Starring: Meave Higgins, Barry Ward and Will Forte
Directed by: Mike Ahern and Enda Lougman
Running Time: 94 minutes
Driving instructor Rose has a bit of a secret. Only a few people know about it, and every once and awhile, someone who is told about that secret will seek her services. That secret is her ability to communicate with the dead. But an even bigger secret, is the key to her psychic abilities which is her father, who is no longer with her. She saw the disastrous and absurd result of those abilities and refuses to use them, even if it’s for good. That is until a cute, recently widowed father, Martin (Ward), comes along because he’s been pestered by his recently deceased wife.
There’s more to the spiritual rom-com “Extra Ordinary” than just Rose and her pursuit of happiness. Causing an equal amount of commotion in the background is a one-hit wonder musician, Christian (Forte). He’s looking to rejuvenate his deceased rock career, but not with a catchy new song. He’s on the hunt for a virgin sacrifice that’ll be offered up to Satan during the blood Moon. He enters Rose’s realm when the virgin he has an eye on is Martin’s teenage daughter.
One of the biggest strengths about this film is its irreverent humor. It’s never too peculiar, it’s never too crass or mean towards it’s cast and it seems to hover like a specter in this gray area where it remains charming, no matter how outlandish it gets. Credit goes to the directors and writers, Mike Ahern and Enda Lougman, but an equal amount goes to Forte and Higgins. Higgins provides this warmth and sincerity to Rose that’ll charm your pants off, or hopefully Martin’s. Forte, a mainstay in the bizarre comedy scene of America, taps into his natural off-the-wall humor and makes every scene with Christian an absolute delight.
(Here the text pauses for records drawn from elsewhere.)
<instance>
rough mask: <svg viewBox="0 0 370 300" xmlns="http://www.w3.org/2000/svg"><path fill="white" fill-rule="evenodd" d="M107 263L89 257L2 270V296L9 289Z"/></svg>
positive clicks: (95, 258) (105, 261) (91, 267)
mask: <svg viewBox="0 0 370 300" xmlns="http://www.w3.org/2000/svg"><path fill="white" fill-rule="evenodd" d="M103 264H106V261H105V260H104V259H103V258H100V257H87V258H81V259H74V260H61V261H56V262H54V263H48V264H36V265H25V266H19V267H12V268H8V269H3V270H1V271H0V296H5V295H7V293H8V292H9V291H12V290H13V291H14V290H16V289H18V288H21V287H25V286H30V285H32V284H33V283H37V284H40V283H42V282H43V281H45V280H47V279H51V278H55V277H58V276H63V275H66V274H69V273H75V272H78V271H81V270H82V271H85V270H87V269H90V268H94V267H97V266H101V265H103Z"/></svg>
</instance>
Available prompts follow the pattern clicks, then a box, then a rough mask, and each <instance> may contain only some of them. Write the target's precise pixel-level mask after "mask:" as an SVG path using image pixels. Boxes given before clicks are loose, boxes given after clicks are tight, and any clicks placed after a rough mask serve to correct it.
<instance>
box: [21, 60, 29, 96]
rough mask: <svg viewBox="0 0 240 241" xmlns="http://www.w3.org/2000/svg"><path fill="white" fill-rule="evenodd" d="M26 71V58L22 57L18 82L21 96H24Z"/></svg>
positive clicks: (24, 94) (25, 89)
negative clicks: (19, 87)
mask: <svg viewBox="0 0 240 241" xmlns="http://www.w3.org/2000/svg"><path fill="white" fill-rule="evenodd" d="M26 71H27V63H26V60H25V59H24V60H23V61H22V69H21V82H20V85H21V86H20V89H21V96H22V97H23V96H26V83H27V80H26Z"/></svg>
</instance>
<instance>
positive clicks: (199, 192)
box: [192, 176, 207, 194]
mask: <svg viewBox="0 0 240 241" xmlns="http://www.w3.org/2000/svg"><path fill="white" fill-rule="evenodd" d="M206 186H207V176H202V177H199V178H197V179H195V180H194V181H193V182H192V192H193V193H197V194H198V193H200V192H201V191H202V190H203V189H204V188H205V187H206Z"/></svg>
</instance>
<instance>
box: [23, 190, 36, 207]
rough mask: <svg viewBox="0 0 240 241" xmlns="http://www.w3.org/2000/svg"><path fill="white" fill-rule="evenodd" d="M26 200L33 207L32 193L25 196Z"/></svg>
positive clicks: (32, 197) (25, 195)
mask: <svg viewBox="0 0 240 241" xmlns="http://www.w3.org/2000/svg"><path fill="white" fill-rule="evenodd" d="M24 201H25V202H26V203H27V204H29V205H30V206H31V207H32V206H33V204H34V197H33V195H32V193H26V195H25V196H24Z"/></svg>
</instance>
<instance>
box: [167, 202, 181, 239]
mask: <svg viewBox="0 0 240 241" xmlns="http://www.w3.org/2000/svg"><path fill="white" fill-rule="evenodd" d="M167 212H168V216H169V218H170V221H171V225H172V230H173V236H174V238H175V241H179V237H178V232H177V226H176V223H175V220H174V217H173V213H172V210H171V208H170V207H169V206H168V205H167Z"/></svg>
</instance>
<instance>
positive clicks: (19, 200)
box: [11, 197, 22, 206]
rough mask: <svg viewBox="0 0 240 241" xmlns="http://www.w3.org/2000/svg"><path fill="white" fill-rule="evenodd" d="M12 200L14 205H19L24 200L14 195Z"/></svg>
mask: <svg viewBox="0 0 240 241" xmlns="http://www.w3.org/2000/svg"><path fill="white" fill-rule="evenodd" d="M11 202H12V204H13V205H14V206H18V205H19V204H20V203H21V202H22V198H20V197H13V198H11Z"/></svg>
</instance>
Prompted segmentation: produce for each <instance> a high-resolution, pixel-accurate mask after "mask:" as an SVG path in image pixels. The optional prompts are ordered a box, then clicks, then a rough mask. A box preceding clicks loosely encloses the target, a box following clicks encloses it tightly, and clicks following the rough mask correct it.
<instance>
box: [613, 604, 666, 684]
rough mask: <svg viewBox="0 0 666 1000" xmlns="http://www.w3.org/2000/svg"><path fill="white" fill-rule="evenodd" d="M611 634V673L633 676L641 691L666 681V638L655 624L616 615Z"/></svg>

As much as I’d love to give this ghostly rom-com a higher grade, it still feels like the plot has been stretched a bit too thin. If it wasn’t for the consistent jokes, this movie could have easily outstayed its welcome, and nearly does. It easily could have benefited from having a five to 10 minute shave off the runtime. However, when things start to feel a little bit too long the final third of the film, “Extra Ordinary” goes straight for the comedic jugular in its final act. So without that ending, as well as the performances, this movie came precariously close to failing to live up to its title.
From the silly things ghosts inhabit to Rose’s attitude towards life, this film is a pleasant surprise. It may be a hard sell, especially since the movie begins like a “Tim and Eric” sketch and Forte’s gonzo slapstick can be a bit much for some. If you find “Extra Ordinary” on a streaming service late at night, I guarantee it’ll find a way to put a smile on your face.